CRDTs for Gossip Convergence

LESSON

Gossip, Membership, and Epidemic Systems

011 30 min intermediate

CRDTs for Gossip Convergence

The core idea: CRDTs move convergence into the data type itself, trading metadata and modeling constraints for merge rules that tolerate gossip reordering, duplication, and concurrent updates.

Core Insight

Suppose replicas R1 and R2 both accept updates to a shared counter while a network partition is active. R1 increments the counter once. R2 also increments it once. When the partition heals, anti-entropy can find that the replicas differ, and gossip can move the missing state around. Neither mechanism decides what the correct combined value should be.

If the system uses a naive last-write-wins rule, one increment may disappear. That is not a transport failure. Both updates existed. The loss happened because the merge rule did not preserve the meaning of concurrent work.
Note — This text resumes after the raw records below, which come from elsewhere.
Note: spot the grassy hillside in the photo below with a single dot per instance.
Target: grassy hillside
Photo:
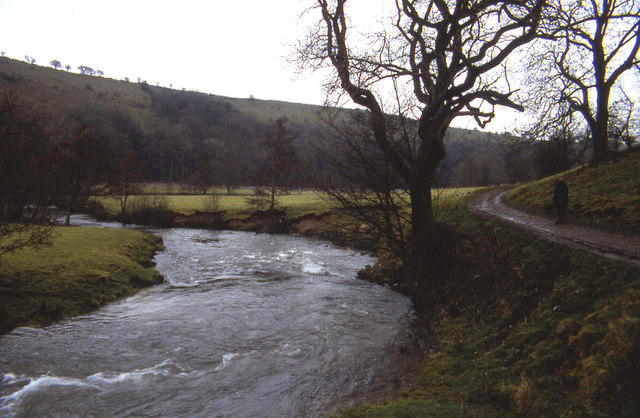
(522, 327)
(84, 269)
(606, 197)
(178, 133)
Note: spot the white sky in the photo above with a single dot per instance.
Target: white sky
(230, 48)
(233, 48)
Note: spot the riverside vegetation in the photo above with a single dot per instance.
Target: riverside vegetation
(520, 327)
(83, 269)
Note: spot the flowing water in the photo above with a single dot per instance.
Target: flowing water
(245, 325)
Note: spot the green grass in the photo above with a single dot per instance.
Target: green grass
(82, 270)
(522, 327)
(235, 204)
(606, 197)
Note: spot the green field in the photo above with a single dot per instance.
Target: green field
(605, 197)
(236, 204)
(82, 270)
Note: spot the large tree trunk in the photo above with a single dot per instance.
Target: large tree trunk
(600, 129)
(425, 259)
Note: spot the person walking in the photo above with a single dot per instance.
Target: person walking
(561, 199)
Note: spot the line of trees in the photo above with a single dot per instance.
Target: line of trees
(46, 159)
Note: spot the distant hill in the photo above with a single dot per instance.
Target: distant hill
(180, 135)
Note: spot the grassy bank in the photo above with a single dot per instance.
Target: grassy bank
(605, 197)
(84, 269)
(522, 327)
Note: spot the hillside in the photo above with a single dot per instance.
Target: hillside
(606, 197)
(524, 326)
(181, 135)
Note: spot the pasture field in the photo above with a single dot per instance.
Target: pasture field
(295, 204)
(83, 269)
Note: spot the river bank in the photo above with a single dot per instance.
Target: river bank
(83, 269)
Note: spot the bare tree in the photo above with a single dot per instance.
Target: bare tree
(361, 180)
(590, 45)
(81, 168)
(25, 167)
(450, 52)
(279, 162)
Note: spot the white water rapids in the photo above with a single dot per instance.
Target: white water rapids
(245, 325)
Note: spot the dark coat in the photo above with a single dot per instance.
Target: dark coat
(560, 194)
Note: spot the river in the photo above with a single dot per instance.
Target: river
(245, 325)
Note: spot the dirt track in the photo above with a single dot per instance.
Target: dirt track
(602, 243)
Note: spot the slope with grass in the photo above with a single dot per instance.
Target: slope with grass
(84, 269)
(524, 326)
(605, 197)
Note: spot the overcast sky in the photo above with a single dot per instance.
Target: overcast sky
(230, 48)
(225, 47)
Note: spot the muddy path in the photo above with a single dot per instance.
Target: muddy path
(489, 204)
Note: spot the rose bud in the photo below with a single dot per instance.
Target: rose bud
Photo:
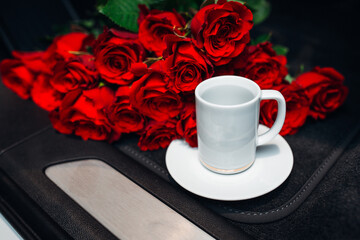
(158, 135)
(122, 115)
(222, 30)
(115, 53)
(151, 97)
(154, 25)
(19, 73)
(82, 112)
(261, 64)
(185, 64)
(325, 89)
(65, 46)
(44, 95)
(297, 108)
(77, 72)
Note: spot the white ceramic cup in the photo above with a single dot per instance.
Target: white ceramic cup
(227, 116)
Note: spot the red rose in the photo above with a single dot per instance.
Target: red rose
(185, 65)
(116, 52)
(297, 108)
(67, 46)
(121, 114)
(261, 64)
(19, 73)
(186, 126)
(222, 30)
(325, 89)
(158, 135)
(77, 72)
(83, 113)
(155, 25)
(150, 96)
(44, 95)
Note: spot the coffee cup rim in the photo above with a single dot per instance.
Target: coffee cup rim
(230, 77)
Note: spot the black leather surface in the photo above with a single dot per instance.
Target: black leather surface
(317, 33)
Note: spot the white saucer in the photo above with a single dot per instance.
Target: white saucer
(271, 168)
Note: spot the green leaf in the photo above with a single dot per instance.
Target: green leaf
(289, 78)
(260, 39)
(123, 12)
(260, 8)
(280, 50)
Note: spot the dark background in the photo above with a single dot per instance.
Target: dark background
(318, 33)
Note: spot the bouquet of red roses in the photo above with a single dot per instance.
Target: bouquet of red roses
(124, 82)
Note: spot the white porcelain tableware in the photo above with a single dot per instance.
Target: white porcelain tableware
(273, 164)
(227, 116)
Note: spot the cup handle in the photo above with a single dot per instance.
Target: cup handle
(280, 118)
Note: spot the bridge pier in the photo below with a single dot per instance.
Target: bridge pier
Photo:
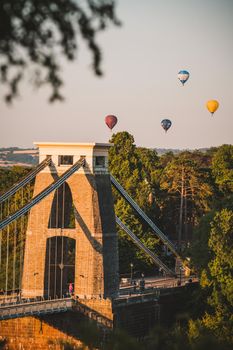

CRDTs, conflict-free replicated data types, attack that problem at the data-structure level. They are designed so replicas can accept local updates, exchange state or operations asynchronously, and still converge when the same information is delivered in different orders or more than once.

The trade-off is not free convergence. CRDTs make some replicated behaviors easy by restricting the shape of the data and carrying enough metadata to merge safely. They work best when the application's meaning can be expressed as a monotonic, merge-safe structure.

Delivery Is Not Convergence

Gossip answers one question:

How do updates move between replicas?

Anti-entropy with Merkle trees answers another:

Where do replicas differ?

CRDTs answer a third:

When different states meet, what merge rule makes the final result converge?

Those questions are easy to blur. If every update is eventually delivered, it can feel like replicas should naturally converge. But delivery only ensures that replicas eventually see similar information. The system still needs a rule for combining that information without depending on arrival order.

For example:

R1 sees: counter increment by R1
R2 sees: counter increment by R2

later:
R1 receives R2's state
R2 receives R1's state

If merge means "keep the value with the latest timestamp," one increment can be lost. If merge means "combine independent replica contributions," both increments can survive.

That is the CRDT move: design the state so merge preserves the intended information.

Merge Algebra

For state-based CRDTs, convergence usually depends on merge behaving like a join operation. Three properties matter in practical terms:

Those properties are exactly what gossip needs. Gossip may deliver A before B, B before A, or the same state multiple times. A merge function with those properties can absorb that mess and still converge.

A grow-only counter is the smallest useful example. Instead of storing one integer, it stores one component per replica:

class GCounter:
    def __init__(self, counts=None):
        self.counts = counts or {}

    def increment(self, replica_id, n=1):
        self.counts[replica_id] = self.counts.get(replica_id, 0) + n

    def merge(self, other):
        merged = {}
        for replica_id in set(self.counts) | set(other.counts):
            merged[replica_id] = max(
                self.counts.get(replica_id, 0),
                other.counts.get(replica_id, 0),
            )
        return GCounter(merged)

    def value(self):
        return sum(self.counts.values())

If R1 has {R1: 1} and R2 has {R2: 1}, merge produces {R1: 1, R2: 1}. The user-visible value is 2.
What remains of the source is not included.